Where animals that do not have antibodies against the antigens stated on the label are not available, seropositive animals may be used in the above test. During the development of a test with seropositive animals, particular care will be required during the validation of the test system to establish that the test is suitably sensitive and to specify acceptable pass, fail and retest criteria. It will be necessary to take into account the range of prevaccination antibody titres and to establish the acceptable minimum antibody titre rise after vaccination in relation to these.
2-5-2 Bacterial endotoxins
A test for bacterial endotoxins (2.6.14) is carried out on the batch or, where the nature of the adjuvant prevents performance of a satisfactory test, on the bulk antigen or the mixture of bulk antigens immediately before addition of the adjuvant. The maximum acceptable amount of bacterial endotoxins is that found for a batch of vaccine shown satisfactory in safety test 2-4-2-1 given under Choice of vaccine composition or in the residual toxicity test described under Batch tests, carried out using 10 pigs. Where the latter test is used, note the maximum temperature increase for each pig; the vaccine complies with the test if the average temperature increase for all pigs does not exceed 1.5 °C. The method chosen for determining the amount of bacterial endotoxin present in the vaccine batch used in the safety test for determining the maximum acceptable level of endotoxin is used subsequently for testing of each batch.
3 BATCH TESTS
3-1 Identification
In animals that do not have specific antibodies against the antigens stated on the label, the vaccine stimulates the production of such antibodies.
3-2 Bacteria and fungi
The vaccine, including where applicable the diluent supplied for reconstitution, complies with the test for sterility prescribed in the monograph Vaccines for veterinary use (0062).
3-3 Residual toxicity
Use not fewer than 2 pigs that do not have antibodies against P. multocida and that preferably do not have antibodies against B. bronchiseptica. Administer to each pig by a recommended route a double dose of the vaccine. Observe the pigs at least daily for 14 days. Record body temperature the day before vaccination, at vaccination, 2 h, 4 h and 6 h later and then daily for 2 days.

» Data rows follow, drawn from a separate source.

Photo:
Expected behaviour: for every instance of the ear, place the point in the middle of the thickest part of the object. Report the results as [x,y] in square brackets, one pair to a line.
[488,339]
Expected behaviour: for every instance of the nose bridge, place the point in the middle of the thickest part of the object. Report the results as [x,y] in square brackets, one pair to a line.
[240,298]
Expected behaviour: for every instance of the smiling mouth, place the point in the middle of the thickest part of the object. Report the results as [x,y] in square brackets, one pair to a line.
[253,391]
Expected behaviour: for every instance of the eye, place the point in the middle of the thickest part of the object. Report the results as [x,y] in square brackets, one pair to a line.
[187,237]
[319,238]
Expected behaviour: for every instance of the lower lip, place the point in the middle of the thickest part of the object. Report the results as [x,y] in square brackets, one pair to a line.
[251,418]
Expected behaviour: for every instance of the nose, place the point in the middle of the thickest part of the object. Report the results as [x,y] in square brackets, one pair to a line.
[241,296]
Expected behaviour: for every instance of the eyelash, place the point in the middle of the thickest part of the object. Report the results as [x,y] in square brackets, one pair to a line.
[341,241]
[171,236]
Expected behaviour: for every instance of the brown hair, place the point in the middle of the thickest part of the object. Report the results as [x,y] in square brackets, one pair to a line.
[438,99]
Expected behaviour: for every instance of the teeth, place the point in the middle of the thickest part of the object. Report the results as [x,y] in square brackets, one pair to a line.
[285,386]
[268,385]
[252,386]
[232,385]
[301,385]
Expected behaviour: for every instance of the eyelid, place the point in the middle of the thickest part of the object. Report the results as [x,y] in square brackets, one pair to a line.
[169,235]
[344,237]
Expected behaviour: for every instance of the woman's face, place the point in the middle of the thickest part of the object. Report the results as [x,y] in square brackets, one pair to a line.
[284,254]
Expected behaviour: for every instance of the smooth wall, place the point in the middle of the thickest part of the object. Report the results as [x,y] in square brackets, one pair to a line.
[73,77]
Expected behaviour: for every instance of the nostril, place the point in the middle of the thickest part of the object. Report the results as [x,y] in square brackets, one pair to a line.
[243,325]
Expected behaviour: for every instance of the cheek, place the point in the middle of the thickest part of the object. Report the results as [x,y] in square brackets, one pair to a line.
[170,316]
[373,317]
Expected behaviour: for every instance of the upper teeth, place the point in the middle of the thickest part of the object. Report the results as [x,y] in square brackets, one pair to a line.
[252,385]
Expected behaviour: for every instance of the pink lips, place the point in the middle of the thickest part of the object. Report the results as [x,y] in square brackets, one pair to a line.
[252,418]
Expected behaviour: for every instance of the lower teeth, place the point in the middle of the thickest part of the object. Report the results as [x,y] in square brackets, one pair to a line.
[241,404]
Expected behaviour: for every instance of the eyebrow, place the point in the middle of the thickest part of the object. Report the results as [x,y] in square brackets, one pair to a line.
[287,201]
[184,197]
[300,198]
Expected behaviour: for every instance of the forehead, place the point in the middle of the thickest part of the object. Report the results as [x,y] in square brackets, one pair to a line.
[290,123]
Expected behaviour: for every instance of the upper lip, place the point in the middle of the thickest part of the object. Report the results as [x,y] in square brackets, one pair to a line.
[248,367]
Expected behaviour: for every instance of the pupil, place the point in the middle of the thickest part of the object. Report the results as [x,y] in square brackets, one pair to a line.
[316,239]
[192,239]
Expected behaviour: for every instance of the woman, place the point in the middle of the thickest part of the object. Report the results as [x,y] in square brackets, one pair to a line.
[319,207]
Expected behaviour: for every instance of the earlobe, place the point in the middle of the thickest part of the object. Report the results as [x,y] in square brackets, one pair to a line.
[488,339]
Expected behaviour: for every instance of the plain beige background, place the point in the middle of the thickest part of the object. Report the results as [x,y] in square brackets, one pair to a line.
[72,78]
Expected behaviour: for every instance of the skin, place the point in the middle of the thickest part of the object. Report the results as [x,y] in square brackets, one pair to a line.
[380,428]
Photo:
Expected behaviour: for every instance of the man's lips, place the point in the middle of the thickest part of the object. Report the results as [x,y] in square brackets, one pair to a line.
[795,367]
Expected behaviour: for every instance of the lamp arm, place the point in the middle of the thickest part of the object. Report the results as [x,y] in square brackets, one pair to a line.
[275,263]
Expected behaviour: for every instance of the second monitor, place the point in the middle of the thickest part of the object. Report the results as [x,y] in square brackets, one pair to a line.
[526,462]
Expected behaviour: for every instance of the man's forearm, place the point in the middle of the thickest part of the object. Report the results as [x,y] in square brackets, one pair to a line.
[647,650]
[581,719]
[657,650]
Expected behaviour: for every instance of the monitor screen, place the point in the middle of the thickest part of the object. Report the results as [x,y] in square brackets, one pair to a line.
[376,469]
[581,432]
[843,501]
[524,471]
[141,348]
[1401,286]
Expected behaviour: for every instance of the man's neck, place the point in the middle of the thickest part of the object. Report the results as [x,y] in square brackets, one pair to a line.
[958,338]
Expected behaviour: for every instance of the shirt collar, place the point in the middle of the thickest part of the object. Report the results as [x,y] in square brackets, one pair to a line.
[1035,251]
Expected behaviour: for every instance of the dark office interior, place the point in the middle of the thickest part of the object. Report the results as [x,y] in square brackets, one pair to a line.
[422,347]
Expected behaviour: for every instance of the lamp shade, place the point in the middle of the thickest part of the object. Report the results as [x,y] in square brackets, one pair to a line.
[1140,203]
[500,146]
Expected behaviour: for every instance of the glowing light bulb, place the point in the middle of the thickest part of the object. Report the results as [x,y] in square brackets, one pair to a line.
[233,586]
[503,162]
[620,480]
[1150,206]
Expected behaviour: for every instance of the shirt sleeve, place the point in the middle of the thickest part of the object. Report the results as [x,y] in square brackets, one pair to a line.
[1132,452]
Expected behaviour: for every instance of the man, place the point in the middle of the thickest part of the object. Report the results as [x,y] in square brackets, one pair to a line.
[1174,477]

It is recommended to use the mean temperature of the days before administration of the vaccine (e.g. day -3 to day 0) as the baseline temperature to have clear guidance for evaluation of the test.
The vaccine complies with the test if no pig shows notable signs of disease or dies from causes attributable to the vaccine; a transient temperature increase not exceeding 2.0 °C may occur.
3-4 Potency
The vaccine complies with the requirements of the tests mentioned under Immunogenicity (section 2-4-3) when administered by a recommended route and method.